I’d been in Vevey once before. It’s a beautiful little town on the shore of Lake Geneva, thirty miles east of Lausanne. They have a great photography museum with old Méliès films and some original prints by Daguerre. Nestlé has its Musée de l’alimentation, which I didn’t have a chance to visit, but I think the idea of a food museum is a remarkable one.
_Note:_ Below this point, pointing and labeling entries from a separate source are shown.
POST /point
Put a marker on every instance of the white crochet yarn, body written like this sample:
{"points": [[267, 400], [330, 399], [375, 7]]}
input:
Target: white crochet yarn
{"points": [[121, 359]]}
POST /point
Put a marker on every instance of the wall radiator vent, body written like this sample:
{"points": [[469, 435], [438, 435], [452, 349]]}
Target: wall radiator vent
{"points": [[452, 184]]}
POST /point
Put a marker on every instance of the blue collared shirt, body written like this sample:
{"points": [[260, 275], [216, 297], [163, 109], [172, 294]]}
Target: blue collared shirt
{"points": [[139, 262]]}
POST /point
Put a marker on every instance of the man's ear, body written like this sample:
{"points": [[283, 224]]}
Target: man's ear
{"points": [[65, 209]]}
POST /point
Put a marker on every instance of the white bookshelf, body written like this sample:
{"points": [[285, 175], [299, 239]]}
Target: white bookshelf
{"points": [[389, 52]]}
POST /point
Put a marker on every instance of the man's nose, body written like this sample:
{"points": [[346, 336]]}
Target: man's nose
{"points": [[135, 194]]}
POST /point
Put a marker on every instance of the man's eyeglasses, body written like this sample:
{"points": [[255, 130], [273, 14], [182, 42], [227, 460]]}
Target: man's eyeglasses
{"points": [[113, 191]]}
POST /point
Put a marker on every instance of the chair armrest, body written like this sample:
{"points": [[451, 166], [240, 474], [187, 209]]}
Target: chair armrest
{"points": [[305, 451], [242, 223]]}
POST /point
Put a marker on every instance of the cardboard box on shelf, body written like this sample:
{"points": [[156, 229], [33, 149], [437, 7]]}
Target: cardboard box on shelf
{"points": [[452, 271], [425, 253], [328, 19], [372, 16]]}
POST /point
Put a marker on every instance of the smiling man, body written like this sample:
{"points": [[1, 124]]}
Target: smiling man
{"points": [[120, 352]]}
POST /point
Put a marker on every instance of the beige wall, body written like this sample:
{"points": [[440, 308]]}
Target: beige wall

Instead of Willy Wonka, our host at the chocolate factory was a bold, athletic Swiss. I’ve never seen such energy and passion for chocolate. We all think we’re more passionate about chocolate than anybody else, but this was different. I said before that he was athletic. In fact, he doesn’t eat much chocolate. Apparently, our host spends all day trying to clear his mind and palate so that the few pieces of chocolate that he does eat are appreciated in the right way. That’s not because he’s interested in being fit or healthy; eating more than he does, he argues, will spoil his sensitivity and, ultimately, his search for the perfect chocolate. He spoke broken English with a thick French accent, but it got me thinking that Rosetta Stone should add an extra DVD with cooking lessons. You’d learn French cuisine at the same time that you learn how to speak French.

Lake Geneva is full of mystery. On Vevey’s shore of the lake there’s a surrealist sculpture, a giant fork. Perhaps this fork inspired my “Cooking with Rosetta Stone” idea. It’s hard to say. What the reader can take without risking any uncertainty is that Vevey has great chocolate.